On my walk to and from my go-to coffee shop today—roughly 10 minutes each way—I elected not to listen to one of my normal spate of podcasts. Instead, I turned on the Silence Special, the fourth episode from The Young Quaker podcast. As its name implies, it’s basically 35 minutes of straight-up silence, recorded at a meeting of worship in Nottingham, England.
Per The Guardian’s helpful primer, Quaker meetings are “characterized by silence, which is occasionally broken when someone present feels the urge to speak, say a prayer or offer a reading.” Claims the cheerfully British host, Jessica Hubbard-Bailey, in her brief, yet poetic introduction to the special, “The stillness opens up a space in which we can listen and wait, which is both comfortable and uncomfortable, holy and ordinary, still and dynamic.”
Despite my best efforts, I am not one for meditation; nor am I religious. Yet those words, and the silence that followed, held a quiet power (pun intended). The podcast, as a medium, is perhaps the best we have at bridging the unbridgeable gap between performer and audience member. Because of how and why and when we consume them, listening to a podcast amounts to hearing an interloping voice speak in your own head. It is the ultimate "hot" medium—a form of entertainment that engages one sense so completely yet requires almost no participation. Like your own subvocalizations, the words of the podcast host can either be almost completely ignored or intently listened to, depending on where you are or what else you’re doing.
But while all podcasts act on you—becoming a voice in your head—the Silence Special is the only podcast I’ve experienced that inherently forces you to act on it. Because the silence in the Silence Special isn’t total silence; rather, it’s a group of people sitting in a room not talking, with all the aural detritus a group of people sitting in a room not talking implies. You can hear the turn of a page. The creak of a chair shifting under someone’s weight. The muted sound of quiet breath. The occasional harsh, staccato cough. And, behind or in front of it all, the methodical tick of a clock.
Naturally, then, walking the few blocks on my way back from the coffee shop, I found the stray city sounds mingling with the sounds of the worship room. The rattle of a train passing in the distance. The smooth hum of cars passing by. A subliminal vibrating sound, like an airplane zooming overhead and far away. The metronomic beat of my footsteps on the pavement. The sound of my own breath. The rustle of my over-ear headphones brushing up against the hood of my coat. All of these sounds became a part of the room; and all of the sounds from the room become a part of the world around me. So pleasantly immersive was the experience that I sincerely could not discern whether the calm, low breath I heard was coming from me in Chicago or a Quaker in a distant room in England. Perhaps for a few moments we were one.
The Young Quakers apparently got the idea for the podcast from the BBC’s “slow radio”—a radio series comprised of birds singing and monks chatting that sounds not dissimilar to the soothing sleep apps you can download for your Smartphone. I’m sure that program is lovely. But it is not, by design, conducive to the kind of blissful oneness the Silence Special offers; the sound of chirping birds may become a part of your world, but you don’t really become a part of theirs.

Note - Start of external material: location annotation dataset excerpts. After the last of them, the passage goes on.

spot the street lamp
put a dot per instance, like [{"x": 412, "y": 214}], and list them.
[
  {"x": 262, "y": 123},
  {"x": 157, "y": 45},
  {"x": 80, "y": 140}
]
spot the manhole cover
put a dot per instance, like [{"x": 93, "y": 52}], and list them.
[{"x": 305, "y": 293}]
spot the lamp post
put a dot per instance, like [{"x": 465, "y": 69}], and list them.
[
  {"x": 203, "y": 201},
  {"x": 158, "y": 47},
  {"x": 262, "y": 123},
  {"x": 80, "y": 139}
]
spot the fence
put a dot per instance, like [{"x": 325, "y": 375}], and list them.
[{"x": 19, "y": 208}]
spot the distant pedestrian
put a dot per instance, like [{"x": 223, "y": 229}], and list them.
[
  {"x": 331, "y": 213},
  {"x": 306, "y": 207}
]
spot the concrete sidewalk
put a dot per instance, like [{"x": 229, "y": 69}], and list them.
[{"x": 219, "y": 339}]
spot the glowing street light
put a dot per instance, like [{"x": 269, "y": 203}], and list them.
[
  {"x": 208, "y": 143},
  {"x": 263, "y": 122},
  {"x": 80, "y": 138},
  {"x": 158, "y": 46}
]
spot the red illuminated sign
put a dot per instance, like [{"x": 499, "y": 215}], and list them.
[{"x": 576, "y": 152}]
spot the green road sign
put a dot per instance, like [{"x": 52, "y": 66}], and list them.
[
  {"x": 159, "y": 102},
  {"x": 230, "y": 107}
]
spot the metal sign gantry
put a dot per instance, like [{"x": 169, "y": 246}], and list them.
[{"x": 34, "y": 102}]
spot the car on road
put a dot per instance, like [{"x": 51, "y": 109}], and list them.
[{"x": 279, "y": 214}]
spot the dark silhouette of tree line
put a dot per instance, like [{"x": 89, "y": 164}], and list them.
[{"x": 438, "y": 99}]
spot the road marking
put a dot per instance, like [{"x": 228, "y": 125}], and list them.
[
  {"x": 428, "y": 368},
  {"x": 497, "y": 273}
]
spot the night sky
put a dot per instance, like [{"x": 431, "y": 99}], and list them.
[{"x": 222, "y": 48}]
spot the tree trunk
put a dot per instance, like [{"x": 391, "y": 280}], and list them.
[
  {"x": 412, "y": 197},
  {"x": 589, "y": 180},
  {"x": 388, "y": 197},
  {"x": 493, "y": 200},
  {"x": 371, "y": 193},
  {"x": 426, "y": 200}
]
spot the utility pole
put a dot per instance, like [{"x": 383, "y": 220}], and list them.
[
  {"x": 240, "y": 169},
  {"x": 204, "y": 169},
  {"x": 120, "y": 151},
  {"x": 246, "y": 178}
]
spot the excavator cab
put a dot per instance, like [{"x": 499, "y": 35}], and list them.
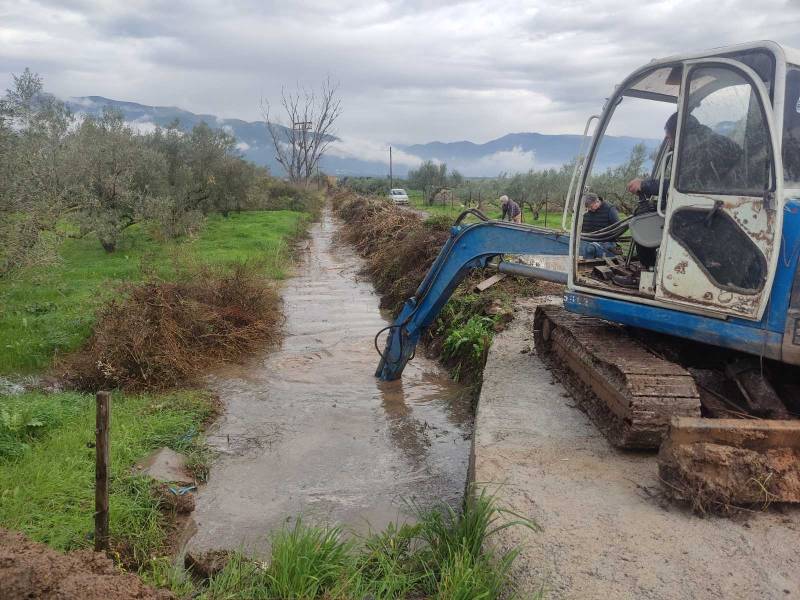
[{"x": 707, "y": 242}]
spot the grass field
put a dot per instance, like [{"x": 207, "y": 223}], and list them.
[
  {"x": 49, "y": 310},
  {"x": 46, "y": 457},
  {"x": 442, "y": 556},
  {"x": 416, "y": 199}
]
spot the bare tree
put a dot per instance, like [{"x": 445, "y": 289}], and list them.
[{"x": 301, "y": 141}]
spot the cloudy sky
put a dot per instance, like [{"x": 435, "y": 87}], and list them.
[{"x": 410, "y": 71}]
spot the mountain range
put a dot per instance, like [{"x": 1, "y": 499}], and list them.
[{"x": 510, "y": 153}]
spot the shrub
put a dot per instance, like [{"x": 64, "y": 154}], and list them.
[{"x": 163, "y": 334}]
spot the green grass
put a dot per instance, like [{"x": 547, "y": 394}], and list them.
[
  {"x": 443, "y": 556},
  {"x": 47, "y": 487},
  {"x": 47, "y": 311},
  {"x": 415, "y": 197},
  {"x": 46, "y": 460}
]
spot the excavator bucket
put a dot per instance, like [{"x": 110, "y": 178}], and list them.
[{"x": 720, "y": 463}]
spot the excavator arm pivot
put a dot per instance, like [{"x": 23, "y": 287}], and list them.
[{"x": 469, "y": 247}]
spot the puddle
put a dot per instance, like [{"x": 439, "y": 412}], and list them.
[{"x": 309, "y": 431}]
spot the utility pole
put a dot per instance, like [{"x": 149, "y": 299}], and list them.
[
  {"x": 391, "y": 176},
  {"x": 102, "y": 461}
]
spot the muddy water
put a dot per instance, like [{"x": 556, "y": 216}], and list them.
[{"x": 309, "y": 431}]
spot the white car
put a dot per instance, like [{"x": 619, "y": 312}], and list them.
[{"x": 398, "y": 196}]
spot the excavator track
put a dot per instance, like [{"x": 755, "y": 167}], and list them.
[{"x": 630, "y": 393}]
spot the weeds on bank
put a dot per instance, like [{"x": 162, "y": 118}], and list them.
[
  {"x": 442, "y": 556},
  {"x": 399, "y": 248},
  {"x": 47, "y": 311}
]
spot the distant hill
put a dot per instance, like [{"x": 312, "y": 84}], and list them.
[
  {"x": 510, "y": 153},
  {"x": 540, "y": 150}
]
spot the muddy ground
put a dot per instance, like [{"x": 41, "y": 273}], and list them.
[
  {"x": 31, "y": 570},
  {"x": 308, "y": 430},
  {"x": 607, "y": 530}
]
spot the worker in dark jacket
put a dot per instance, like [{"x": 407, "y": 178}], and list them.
[
  {"x": 510, "y": 209},
  {"x": 599, "y": 213}
]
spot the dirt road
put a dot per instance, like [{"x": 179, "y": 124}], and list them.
[
  {"x": 308, "y": 430},
  {"x": 607, "y": 531}
]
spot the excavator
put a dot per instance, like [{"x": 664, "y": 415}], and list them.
[{"x": 701, "y": 356}]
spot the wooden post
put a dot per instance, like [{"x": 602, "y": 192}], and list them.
[
  {"x": 101, "y": 471},
  {"x": 546, "y": 196}
]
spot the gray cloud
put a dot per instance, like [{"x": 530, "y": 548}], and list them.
[{"x": 410, "y": 71}]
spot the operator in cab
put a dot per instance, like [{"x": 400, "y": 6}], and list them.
[
  {"x": 599, "y": 213},
  {"x": 511, "y": 210},
  {"x": 649, "y": 187},
  {"x": 708, "y": 159}
]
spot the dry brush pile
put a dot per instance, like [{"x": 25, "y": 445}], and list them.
[
  {"x": 164, "y": 334},
  {"x": 399, "y": 247}
]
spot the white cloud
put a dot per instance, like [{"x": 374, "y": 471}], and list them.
[
  {"x": 410, "y": 70},
  {"x": 143, "y": 125},
  {"x": 372, "y": 151},
  {"x": 515, "y": 160}
]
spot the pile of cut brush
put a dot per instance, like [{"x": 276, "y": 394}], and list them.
[
  {"x": 163, "y": 334},
  {"x": 399, "y": 245}
]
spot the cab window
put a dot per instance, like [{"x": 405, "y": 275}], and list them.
[{"x": 724, "y": 138}]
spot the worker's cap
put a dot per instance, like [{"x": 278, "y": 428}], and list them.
[{"x": 590, "y": 198}]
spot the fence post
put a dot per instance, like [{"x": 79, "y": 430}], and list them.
[{"x": 103, "y": 420}]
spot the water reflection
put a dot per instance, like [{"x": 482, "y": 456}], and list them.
[{"x": 333, "y": 442}]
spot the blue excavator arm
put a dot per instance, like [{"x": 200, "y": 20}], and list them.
[{"x": 468, "y": 247}]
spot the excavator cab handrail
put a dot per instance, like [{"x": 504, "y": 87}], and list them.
[
  {"x": 470, "y": 211},
  {"x": 570, "y": 201}
]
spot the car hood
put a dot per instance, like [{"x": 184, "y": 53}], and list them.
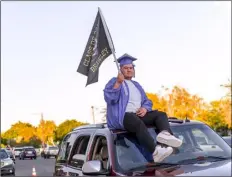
[{"x": 219, "y": 168}]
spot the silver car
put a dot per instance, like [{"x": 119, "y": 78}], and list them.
[
  {"x": 7, "y": 164},
  {"x": 51, "y": 151}
]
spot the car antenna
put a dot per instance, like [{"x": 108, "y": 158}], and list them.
[{"x": 186, "y": 119}]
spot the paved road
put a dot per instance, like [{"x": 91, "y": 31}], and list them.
[{"x": 43, "y": 167}]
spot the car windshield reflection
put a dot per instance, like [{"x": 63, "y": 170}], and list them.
[{"x": 198, "y": 141}]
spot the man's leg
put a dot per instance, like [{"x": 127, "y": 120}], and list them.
[
  {"x": 132, "y": 123},
  {"x": 160, "y": 121}
]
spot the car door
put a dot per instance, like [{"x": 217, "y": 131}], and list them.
[
  {"x": 63, "y": 154},
  {"x": 79, "y": 153},
  {"x": 102, "y": 149}
]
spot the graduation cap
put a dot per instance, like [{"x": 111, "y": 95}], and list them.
[{"x": 126, "y": 59}]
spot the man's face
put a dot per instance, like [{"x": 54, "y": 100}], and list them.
[{"x": 128, "y": 71}]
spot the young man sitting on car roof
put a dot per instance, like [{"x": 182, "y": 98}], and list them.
[{"x": 133, "y": 112}]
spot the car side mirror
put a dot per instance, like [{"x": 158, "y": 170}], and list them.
[{"x": 94, "y": 167}]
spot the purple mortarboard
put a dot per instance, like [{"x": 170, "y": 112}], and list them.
[{"x": 126, "y": 59}]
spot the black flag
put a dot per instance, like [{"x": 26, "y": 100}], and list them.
[{"x": 98, "y": 48}]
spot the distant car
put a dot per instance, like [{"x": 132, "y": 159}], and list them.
[
  {"x": 228, "y": 140},
  {"x": 11, "y": 155},
  {"x": 7, "y": 164},
  {"x": 28, "y": 153},
  {"x": 51, "y": 151},
  {"x": 17, "y": 151}
]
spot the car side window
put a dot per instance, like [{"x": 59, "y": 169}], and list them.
[
  {"x": 100, "y": 150},
  {"x": 78, "y": 153},
  {"x": 64, "y": 149}
]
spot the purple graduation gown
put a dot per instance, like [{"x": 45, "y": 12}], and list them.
[{"x": 117, "y": 101}]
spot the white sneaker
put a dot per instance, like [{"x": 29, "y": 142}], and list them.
[
  {"x": 165, "y": 137},
  {"x": 161, "y": 153}
]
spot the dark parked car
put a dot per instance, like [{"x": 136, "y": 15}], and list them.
[
  {"x": 97, "y": 150},
  {"x": 17, "y": 151},
  {"x": 7, "y": 164},
  {"x": 28, "y": 153},
  {"x": 11, "y": 155},
  {"x": 228, "y": 140}
]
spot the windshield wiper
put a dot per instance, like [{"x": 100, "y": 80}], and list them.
[
  {"x": 201, "y": 158},
  {"x": 163, "y": 165}
]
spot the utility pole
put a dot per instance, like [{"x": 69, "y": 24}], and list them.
[{"x": 92, "y": 107}]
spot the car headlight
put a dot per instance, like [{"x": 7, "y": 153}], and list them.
[{"x": 5, "y": 163}]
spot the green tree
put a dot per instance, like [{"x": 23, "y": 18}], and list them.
[
  {"x": 45, "y": 131},
  {"x": 20, "y": 131}
]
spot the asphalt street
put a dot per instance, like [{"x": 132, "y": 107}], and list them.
[{"x": 43, "y": 167}]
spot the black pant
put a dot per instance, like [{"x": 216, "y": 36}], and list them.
[{"x": 134, "y": 124}]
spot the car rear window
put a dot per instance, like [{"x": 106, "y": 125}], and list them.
[
  {"x": 3, "y": 154},
  {"x": 29, "y": 149}
]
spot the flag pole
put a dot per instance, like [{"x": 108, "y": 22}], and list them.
[{"x": 111, "y": 45}]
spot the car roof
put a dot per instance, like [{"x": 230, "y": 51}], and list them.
[{"x": 172, "y": 120}]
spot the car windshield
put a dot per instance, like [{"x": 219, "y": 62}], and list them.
[
  {"x": 3, "y": 154},
  {"x": 198, "y": 140},
  {"x": 9, "y": 153},
  {"x": 228, "y": 140},
  {"x": 29, "y": 149}
]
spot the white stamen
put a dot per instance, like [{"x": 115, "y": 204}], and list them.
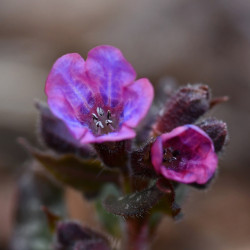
[
  {"x": 100, "y": 111},
  {"x": 94, "y": 116},
  {"x": 99, "y": 124},
  {"x": 108, "y": 122},
  {"x": 108, "y": 114}
]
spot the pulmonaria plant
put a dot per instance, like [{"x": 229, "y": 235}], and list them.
[
  {"x": 99, "y": 100},
  {"x": 186, "y": 155},
  {"x": 91, "y": 124}
]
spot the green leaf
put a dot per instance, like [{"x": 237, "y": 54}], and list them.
[
  {"x": 135, "y": 204},
  {"x": 168, "y": 204},
  {"x": 87, "y": 176},
  {"x": 110, "y": 222}
]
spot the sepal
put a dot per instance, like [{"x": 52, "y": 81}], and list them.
[{"x": 55, "y": 134}]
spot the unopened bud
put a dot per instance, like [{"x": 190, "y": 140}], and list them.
[
  {"x": 185, "y": 106},
  {"x": 217, "y": 131}
]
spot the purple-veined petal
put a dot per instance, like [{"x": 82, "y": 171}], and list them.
[
  {"x": 138, "y": 98},
  {"x": 108, "y": 71},
  {"x": 67, "y": 88},
  {"x": 197, "y": 161}
]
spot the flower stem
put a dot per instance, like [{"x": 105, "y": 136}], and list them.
[{"x": 137, "y": 234}]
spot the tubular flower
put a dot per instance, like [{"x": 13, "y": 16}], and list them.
[
  {"x": 98, "y": 99},
  {"x": 186, "y": 155}
]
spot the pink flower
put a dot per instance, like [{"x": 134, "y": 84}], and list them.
[
  {"x": 186, "y": 155},
  {"x": 98, "y": 99}
]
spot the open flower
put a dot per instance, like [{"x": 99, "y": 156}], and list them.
[
  {"x": 98, "y": 99},
  {"x": 186, "y": 155}
]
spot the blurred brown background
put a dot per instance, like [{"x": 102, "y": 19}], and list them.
[{"x": 191, "y": 41}]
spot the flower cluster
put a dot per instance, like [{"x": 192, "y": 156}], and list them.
[
  {"x": 91, "y": 123},
  {"x": 100, "y": 101}
]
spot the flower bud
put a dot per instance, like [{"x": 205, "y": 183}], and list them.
[
  {"x": 184, "y": 107},
  {"x": 217, "y": 131}
]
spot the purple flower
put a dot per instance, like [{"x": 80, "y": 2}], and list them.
[
  {"x": 98, "y": 99},
  {"x": 186, "y": 155}
]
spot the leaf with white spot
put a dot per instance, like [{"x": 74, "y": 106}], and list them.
[{"x": 135, "y": 204}]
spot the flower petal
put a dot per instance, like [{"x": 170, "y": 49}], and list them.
[
  {"x": 109, "y": 71},
  {"x": 67, "y": 88},
  {"x": 198, "y": 159},
  {"x": 138, "y": 98}
]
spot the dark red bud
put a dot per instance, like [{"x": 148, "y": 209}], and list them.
[
  {"x": 217, "y": 131},
  {"x": 71, "y": 234},
  {"x": 141, "y": 164},
  {"x": 185, "y": 106}
]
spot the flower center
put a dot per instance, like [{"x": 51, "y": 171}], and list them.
[
  {"x": 171, "y": 158},
  {"x": 102, "y": 121}
]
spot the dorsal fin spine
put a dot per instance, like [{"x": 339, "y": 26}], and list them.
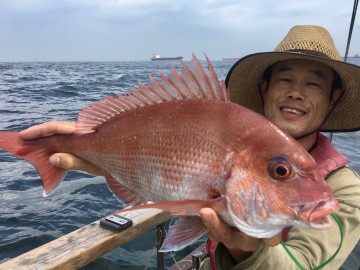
[
  {"x": 157, "y": 98},
  {"x": 182, "y": 82},
  {"x": 161, "y": 89},
  {"x": 141, "y": 95},
  {"x": 193, "y": 83},
  {"x": 214, "y": 79},
  {"x": 201, "y": 73},
  {"x": 177, "y": 91},
  {"x": 187, "y": 72}
]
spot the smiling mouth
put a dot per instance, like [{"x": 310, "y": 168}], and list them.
[{"x": 292, "y": 110}]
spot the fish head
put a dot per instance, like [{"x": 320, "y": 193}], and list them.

The Young Quaker’s silence episode is much closer to the experience of watching John Krasinski’s new horror movie, A Quiet Place, in a crowded theater, as I did this past weekend. The film is premised on a species of evil creature—more or less a giant mutant ear—that is totally blind but has superhuman hearing, and will hunt you down and tear you limb from limb should you make even the slightest sound. Writes K. Austin Collins, for The Ringer: “A film that demands silence of its characters implicitly demands the same of the people watching it, and it’s strange, even admirable, how effective A Quiet Place can be when you realize that you’re holding your breath not only as a natural reaction to suspense, but in abidance of the rules of the movie. You’re not in danger, but you might find yourself inadvertently behaving as if you were.” As as an audience member munching popcorn or whispering to your friend during A Quiet Place, you feel as if you’ve become complicit in the movie’s terror. And as a listener walking around or riding in a car or taking a train during the Silence Special, you feel as if you’ve become complicit in the dynamic stillness of the Quaker’s worship.
I wouldn’t deign to call this a religious experience, but it did feel briefly spiritual—or as spiritual as a podcast can be. Their world became my world and my world became their world and it became difficult to tell the difference, or whether it mattered, or what that even meant. I've yet to try virtual reality for myself, though I imagine it’s both similar and not; it seems predicated on the willing abandonment of the physical for the virtual, while the effect of the Silence Special seems predicated on you actively maintaining your sentience in the real world, amidst the susurrus of wherever you happen to be. The Silence Special feels like the highest, purest expression of the podcast, as a medium that aims, incidentally or not, to collapse the distance between your head and a narrator’s voice—to be, in the words of Hubbard-Bailey, comfortable and uncomfortable, holy and ordinary.